OUR ROLL OF HONOR.
According to custom, we publish this month a list of our mission stations and the names of the missionaries. It furnishes a fruitful field in which to glean valuable information. A glance at it shows the magnitude of our work. There are 215 stations, in charge of 422 workers. Each station is a centre at which mission work is organized for all the region round about. To him who scans it carefully the list reveals the variety of the work. It is both evangelistic and educational. Church planting and building; Sunday-school work; primary, normal, industrial, collegiate and professional training, are all represented, because the people need to be instructed in everything secular, social and religious, that pertains to civilized life and well-ordered society.
If facts and incidents in the lives of individual missionaries and in the development of work at specified points are ascertained (consult back numbers of The American Missionary) and brought into the public meeting, interest cannot fail to be awakened; nor will the interest be evanescent; it will go home with the people; it will stay with them; it will secure a place in their thought and prayer; it will get into the contribution box; it will reach the field.
Some of the stations, by reason of special agencies, as, for example, Fisk University, have become well known; but for the greater part they are indefinitely thought of in the mass. The same is true of the missionaries. Only a few of them are widely known. Yet in their isolation, bearing obloquy and reproach for their work’s sake, misjudged as to their character and mission, even by Christian ministers and church members who keep aloof from their acquaintance and fellowship, it is natural that they should crave the expressed sympathy of those they represent. It would lighten their burdens and brighten their path to feel that they are known and remembered by name in the churches at home.

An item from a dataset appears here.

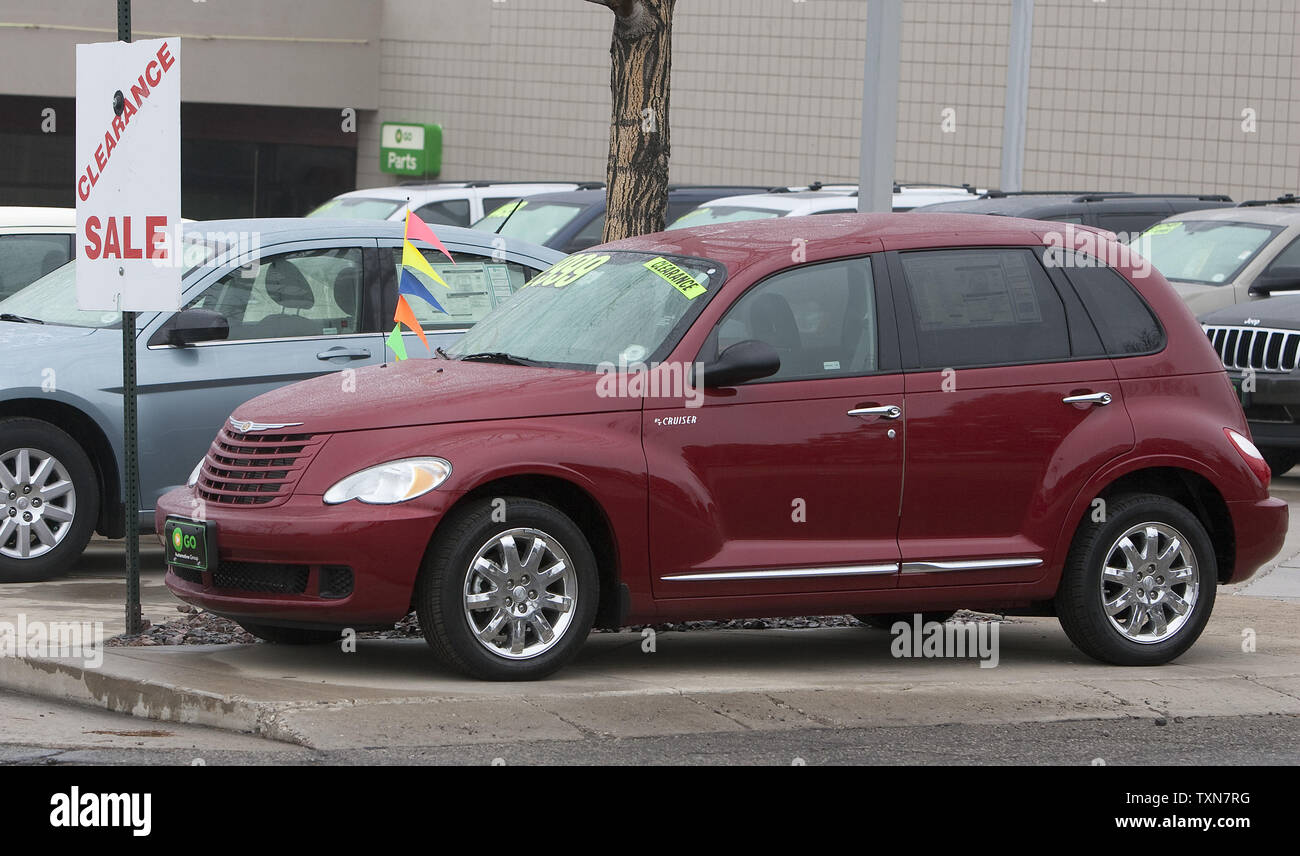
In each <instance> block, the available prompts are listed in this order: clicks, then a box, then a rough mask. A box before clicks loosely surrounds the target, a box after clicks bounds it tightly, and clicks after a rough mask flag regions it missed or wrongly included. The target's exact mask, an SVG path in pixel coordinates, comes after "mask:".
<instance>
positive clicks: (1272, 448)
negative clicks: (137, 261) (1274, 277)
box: [1201, 245, 1300, 476]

There is one thing to be noted which a mere study of the list does not reveal, and that is: our missionaries are a very happy band. Despite the discouragements and trials incident to their work, they are neither cast down nor discouraged. On this point their testimony is strong and continuous. They have the joy of their Lord’s presence and the sustaining power of His almighty grace. “I will never leave thee, nor forsake thee,” has become the gladsome song of their hearts.
They are happy, too, in the knowledge that they have so many friends and such generous supporters. The fact that the list of their names is so long proves to them that their work has taken a large hold upon the churches. The fact that contributions come from so many churches and individuals, in amount sufficient to maintain so great a work as the Association is carrying forward, is a demonstration that they have the love and hearty support of tens of thousands, some of whom make large sacrifices to contribute as they do. They know that there are thousands who eloquently plead their cause and defend their good name before the public, and on bended knee remember them and their work at the Throne of Grace.
They are happy, also, in the knowledge that they are loved and honored by those for whom they labor. Father Riggs was almost worshipped by the Indians who knew him. E. A. Ware is a sainted name that thousands of colored people, young and old, are ready to rise up and honor, and whose very mention is an inspiration in their hearing.
We recall to our readers words spoken by Prof. W. A. Crogman, himself a fine specimen of the Christian scholar and thinker such as his race is capable of producing under Christian training. We quote from an address he made two years ago Thanksgiving Day, before the Atlanta University, of which school he is a graduate: “If I were asked to-day what one thing since the close of the war has contributed most to the permanent prosperity of the South, I unhesitatingly answer, Christian charity. When the victorious army of the North was passing in review before President Johnson in the streets of Washington, another army, vastly inferior in numbers, imbued with a different spirit, and armed with no other weapons than the Bible and the spelling-book, was marching under the eye of God down into this very field from which Grant and Sherman had but recently withdrawn. Silently came they into the field. There was no heralding of their approach, no display. Hopefully came they into the field, notwithstanding they knew that to the majority of the people their presence would be obnoxious. They came with faith in God and love for man. They came, impelled by Christian duty and patriotism, to wage a new war against the more deadly enemies of the Republic—ignorance and vice. I am thankful to-day for the pen of Lincoln and for the sword of Grant, but more thankful, by far, for the patient ‘schoolma’am’ who taught the negro his letters and set a million of us to reading.”